II fala epidemii przybierze formę prawdziwego tsunami

Mały lockdown staje się rzeczywistością Holandia zamknięta na 3 tygodnie

Jeśli rząd w Holandii nie zrobi nic więcej, już niedługo może się okazać, iż II fala koronawirusa to będzie wręcz tsunami, które zmiecie z powierzchni ziemi niderlandzki system opieki zdrowotnej. Należy więc wprowadzić daleko posunięte obostrzenia, jeśli kraj nie ma utonąć w morzu zakażonych. Tak przynajmniej uważa Federacja Specjalistów Medycznych, która przekazała swe uwagi gabinetowi Marka Rutte.
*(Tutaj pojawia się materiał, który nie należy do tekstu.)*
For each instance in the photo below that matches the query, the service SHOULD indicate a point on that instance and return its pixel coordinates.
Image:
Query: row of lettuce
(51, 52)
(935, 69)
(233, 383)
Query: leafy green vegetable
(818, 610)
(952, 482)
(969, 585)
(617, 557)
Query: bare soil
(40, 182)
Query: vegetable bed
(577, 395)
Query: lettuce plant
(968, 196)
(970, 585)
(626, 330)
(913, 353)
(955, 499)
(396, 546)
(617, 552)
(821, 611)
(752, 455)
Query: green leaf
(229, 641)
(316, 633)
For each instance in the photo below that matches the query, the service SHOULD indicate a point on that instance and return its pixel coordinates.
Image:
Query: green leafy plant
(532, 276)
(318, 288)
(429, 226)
Peter Paul van Benthem, prezes Federacji Specjalistów Medycznych, w oficjalnym apelu wskazuje, iż: „Jedyną szansą, jaką mamy jako społeczeństwo, jest przyjęcie wspólnej odpowiedzialności za ten problem. Nie ma czasu na wskazywanie palcem, będziemy musieli działać szybko”.
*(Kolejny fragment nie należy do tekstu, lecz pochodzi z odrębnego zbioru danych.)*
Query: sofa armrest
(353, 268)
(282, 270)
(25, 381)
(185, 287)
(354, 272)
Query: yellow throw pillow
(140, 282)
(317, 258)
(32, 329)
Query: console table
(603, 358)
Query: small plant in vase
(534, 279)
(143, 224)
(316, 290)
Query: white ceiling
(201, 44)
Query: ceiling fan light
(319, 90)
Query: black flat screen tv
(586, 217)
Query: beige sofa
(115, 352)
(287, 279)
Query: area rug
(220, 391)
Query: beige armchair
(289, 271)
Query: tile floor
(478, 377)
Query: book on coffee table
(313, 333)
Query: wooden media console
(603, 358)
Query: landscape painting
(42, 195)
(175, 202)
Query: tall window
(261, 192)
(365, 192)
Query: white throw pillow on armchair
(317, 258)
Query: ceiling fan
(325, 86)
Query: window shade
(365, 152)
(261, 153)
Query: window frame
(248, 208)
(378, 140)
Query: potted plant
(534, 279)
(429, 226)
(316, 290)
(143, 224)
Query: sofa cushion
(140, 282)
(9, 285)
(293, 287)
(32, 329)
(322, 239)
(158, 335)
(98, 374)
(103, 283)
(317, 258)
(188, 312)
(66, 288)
Ekspert zauważa, iż jeśli polityka władz się nie zmieni, to już w przyszłym miesiącu w ciężkim stanie w szpitalach będzie 5000 pacjentów koronowych. To blisko 4 razy więcej niż obecnie. Taka sytuacja doprowadzi zaś do tego, iż 70 procent klasycznego personelu medycznego będzie musiało zostać odwołanych ze swoich stanowisk. Spowodowane to będzie nie tylko przesunięciami kadrowymi, ale również licznymi zakażeniami i kwarantanną wśród tej grupy zawodowej. Liczba ta przekroczy więc znacznie tę z wiosny. Wtedy to już w wielu szpitalach czy domach pomocy społecznej brakowało rąk do pracy.

 

Nie tylko COVID-19

Eksperci z federacji wskazują zresztą nie tylko na koronawirusa. Analizując sytuację z wiosny, z ogromnym niepokojem wpatrują się w jesień i zimę. Na początku tego roku, by pomóc zwalczyć epidemię do działań przeciwwirusowych oddelegowano mniej więcej połowę kary medycznej. To zaś spowodowało, iż poważnie ucierpiała blisko 50% regularnej opieki zdrowotnej Holendrów. Powstał więc niejako rezerwuar niewykonanych świadczeń. Dotyczy to chorych z chorobami serca, osób, u których wykryto nowotwory czy inne choroby przewlekłe. Pomimo, iż w połowie roku sytuacja nieco się poprawiła, wielu z tych pacjentów nie przeszło jeszcze zaplanowanych, a nagle przeniesionych, badań czy zabiegów. Jeśli sytuacja ta powtórzy się jesienią, to może się okazać, iż pośrednio na skutek epidemii umrze lub będzie borykało się z poważnymi dożywotnimi problemami zdrowotnymi wielu mieszkańców Niderlandów, którzy nie mieli styczności z koronawirusem.

 

Nie fala a tsunami

Po pierwszej fali epidemii holenderscy lekarze zaczęli przygotowywać się do drugiej. Wielu ekspertów wskazuje jednak, iż to co przyjdzie jesienią i zimą nie będzie już zwykłą falą, a prawdziwym tsunami. W przeciwieństwie do fali powodziowej po burzy, przybędzie ona wolniej i będzie bardziej przewidywalna. Niestety za tę przewidywalność możemy zapłacić jej ogromem. Dlatego też Federacja Specjalistów Medycznych apeluje do wszystkich środowisk decyzyjnych od władz centralnych po samorząd, by mając czas redefiniowały zagrożenia i plany. Wszystko po to, by możliwie najlepiej przygotować się do tego, co właściwie nadejdzie.

 

Czy rządzący posłuchają ekspertów? Już dziś (we wtorek 13 października), ma odbyć się kolejna konferencja premiera. Niektórzy uważają, iż Mark Rutte przedstawi na niej nowe obostrzenia koronowe dla mieszkańców Królestwa Niderlandów. Cześć ekspertów wskazuje, iż niezbędny byłby nawet nowy lockdown. Czy Niderlandy czeka kolejny paraliż? Dowiemy się zapewne za kilkanaście godzin.